ÇEVRE, ŞEHİRCİLİK VE İKLİM DEĞİŞİKLİĞİ BAKANI MEHMET ÖZHASEKİ - Sur'un içinde mi?

MUSTAFA SEZGİN TANRIKULU (Diyarbakır) - Sur'un içinde, evet.

Orası kentsel dönüşümle dönüştürüldü. Ben soru önergesi de verdim ama -benim bütün çocukluğumun geçtiği yer ve çok önemli bir merkez orası- insanlar gerçekten çok mağdur oldular. O mağduriyetlerin giderilmesi noktasında Sayın Valiyle konuştum ama -yani burada bir şey söylemek istemiyorum, Sayın Valimiz emekliliğe çok yakın bir yaşa gelmiş, Diyarbakır'dan emekli olacak- kendisi maalesef böyle meşakkatli işlere girme eğiliminde değil. Dolayısıyla, o mağduriyetlerin giderilmesi yönünde başka bir inisiyatifin devreye girmesi lazım.

Bakın, Sur'la ilgili olarak sizinle geçmiş dönemlerde talihsiz bir biçimde karşı karşıya gelmiştik. İnanın, şunu söylüyorum: Sur bir dünya mirası ve hepimizin karşı çıktığı bir biçimde oralar maalesef şiddet ve terör nedeniyle yakıldı, yıkıldı. O zaman en şiddetli biçimde karşı çıkanlardan birisi bendim ama sesimi çıkartamadım, neyse onu o tarafta bırakıyorum. Fakat oradaki imarlaşma ve yeniden yapılaşma ticaret üzerine oldu.

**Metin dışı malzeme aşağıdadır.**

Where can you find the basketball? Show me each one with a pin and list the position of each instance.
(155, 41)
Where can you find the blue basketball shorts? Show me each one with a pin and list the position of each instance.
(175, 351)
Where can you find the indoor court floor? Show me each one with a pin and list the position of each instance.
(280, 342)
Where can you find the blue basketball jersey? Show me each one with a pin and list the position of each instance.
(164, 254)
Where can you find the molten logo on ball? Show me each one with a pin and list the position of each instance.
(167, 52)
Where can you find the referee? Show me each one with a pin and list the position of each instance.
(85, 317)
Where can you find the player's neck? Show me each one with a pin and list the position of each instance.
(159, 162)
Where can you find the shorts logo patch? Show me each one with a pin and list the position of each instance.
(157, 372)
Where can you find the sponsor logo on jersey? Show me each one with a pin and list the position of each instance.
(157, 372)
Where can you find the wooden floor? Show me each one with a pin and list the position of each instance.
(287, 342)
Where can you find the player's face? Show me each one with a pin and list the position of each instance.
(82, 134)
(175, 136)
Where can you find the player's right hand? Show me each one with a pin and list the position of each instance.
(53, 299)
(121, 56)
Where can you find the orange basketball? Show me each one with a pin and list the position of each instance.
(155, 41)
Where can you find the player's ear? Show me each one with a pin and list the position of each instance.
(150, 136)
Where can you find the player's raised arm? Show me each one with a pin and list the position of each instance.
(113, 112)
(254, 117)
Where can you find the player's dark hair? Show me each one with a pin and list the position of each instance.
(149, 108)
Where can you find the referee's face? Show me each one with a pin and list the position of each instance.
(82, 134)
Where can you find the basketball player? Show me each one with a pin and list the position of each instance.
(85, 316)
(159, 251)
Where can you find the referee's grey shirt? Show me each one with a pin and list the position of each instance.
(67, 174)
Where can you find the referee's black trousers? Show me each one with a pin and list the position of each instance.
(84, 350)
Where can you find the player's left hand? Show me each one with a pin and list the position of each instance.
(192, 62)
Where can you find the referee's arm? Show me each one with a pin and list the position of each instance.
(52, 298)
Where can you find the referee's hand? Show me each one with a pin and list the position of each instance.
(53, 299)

ÇEVRE, ŞEHİRCİLİK VE İKLİM DEĞİŞİKLİĞİ BAKANI MEHMET ÖZHASEKİ - O taraftan girilen yeri mi diyorsun?

MUSTAFA SEZGİN TANRIKULU (Diyarbakır) - Evet efendim.

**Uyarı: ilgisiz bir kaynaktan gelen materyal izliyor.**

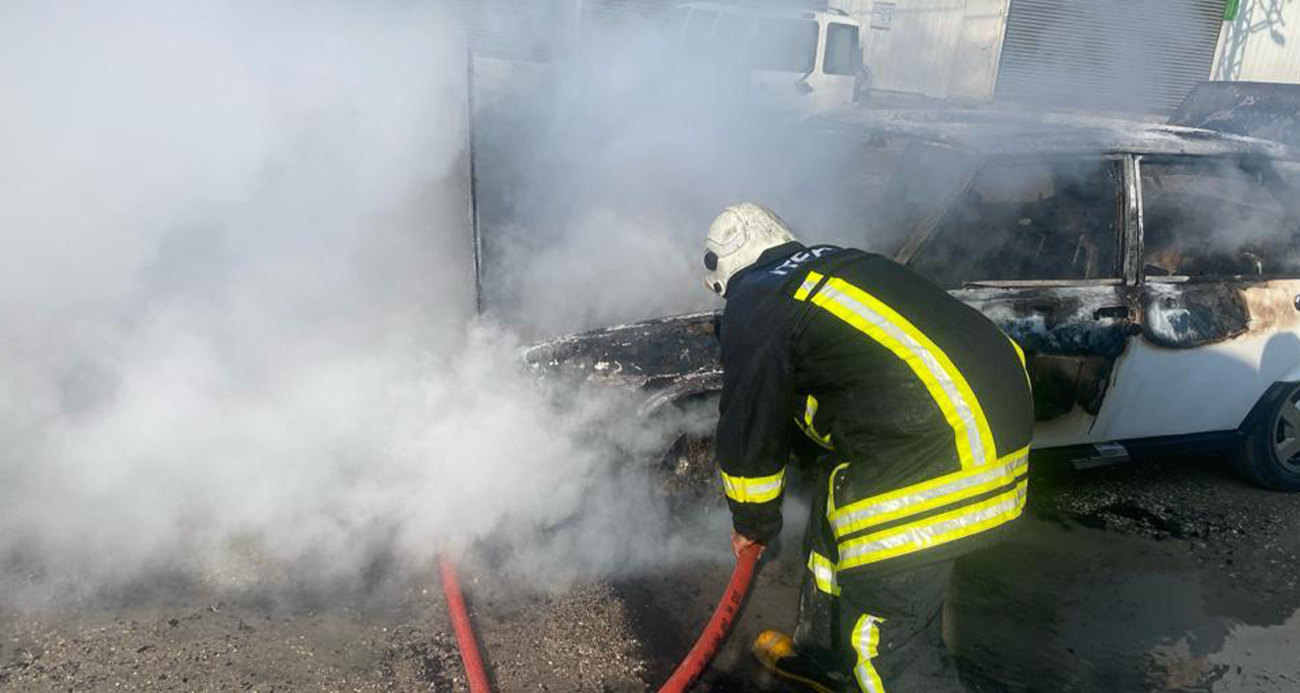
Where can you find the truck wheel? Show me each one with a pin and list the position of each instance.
(1270, 453)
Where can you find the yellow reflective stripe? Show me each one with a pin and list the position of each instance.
(809, 429)
(866, 642)
(1018, 350)
(759, 489)
(934, 531)
(930, 494)
(807, 286)
(823, 574)
(945, 384)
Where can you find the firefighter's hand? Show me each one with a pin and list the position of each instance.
(740, 542)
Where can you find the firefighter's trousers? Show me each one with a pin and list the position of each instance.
(885, 631)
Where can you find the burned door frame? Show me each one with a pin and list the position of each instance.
(1071, 330)
(1201, 334)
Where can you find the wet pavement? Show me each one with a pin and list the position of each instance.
(1169, 575)
(1164, 575)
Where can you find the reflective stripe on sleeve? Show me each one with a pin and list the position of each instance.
(754, 489)
(807, 286)
(930, 494)
(807, 428)
(866, 644)
(935, 531)
(823, 574)
(935, 369)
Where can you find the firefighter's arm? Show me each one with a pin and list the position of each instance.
(753, 436)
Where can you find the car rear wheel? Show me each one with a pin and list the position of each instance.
(1270, 453)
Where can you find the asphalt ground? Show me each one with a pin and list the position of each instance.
(1156, 575)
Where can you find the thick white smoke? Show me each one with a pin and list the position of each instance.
(237, 303)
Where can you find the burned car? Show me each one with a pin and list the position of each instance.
(1149, 272)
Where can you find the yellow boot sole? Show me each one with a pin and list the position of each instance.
(770, 648)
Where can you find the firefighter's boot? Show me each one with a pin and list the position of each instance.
(775, 650)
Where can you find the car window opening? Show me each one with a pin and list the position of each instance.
(1035, 221)
(841, 50)
(1218, 219)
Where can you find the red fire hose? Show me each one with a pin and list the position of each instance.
(719, 624)
(706, 646)
(469, 657)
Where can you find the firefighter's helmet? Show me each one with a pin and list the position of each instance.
(736, 238)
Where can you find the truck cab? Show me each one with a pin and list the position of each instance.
(805, 60)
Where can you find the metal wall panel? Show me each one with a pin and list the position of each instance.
(1108, 55)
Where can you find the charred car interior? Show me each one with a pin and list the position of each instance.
(1134, 263)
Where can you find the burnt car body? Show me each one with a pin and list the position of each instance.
(1149, 272)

Bakın, ticaret üzerine oldu ve hak sahipleri büyük mağduriyet yaşadı. Şimdi, bugün itibarıyla Diyarbakır'dan gelirken işte, 2 tane otel binası, 12 tane bilmem ne binası orada, Sur içerisinde satılığa çıkarılmış ama hak sahipleri hâlen haklarını alamadılar ve konutları yok. Orası açık bir biçimde kendi kimliğinden koparıldı. Kentin bileşenlerine, muhtarlara, hak sahiplerine danışılarak yapılamadı maalesef.

(Mikrofon otomatik cihaz tarafından kapatıldı)

MUSTAFA SEZGİN TANRIKULU (Diyarbakır) - Ekleyecektiniz Sayın Başkanım.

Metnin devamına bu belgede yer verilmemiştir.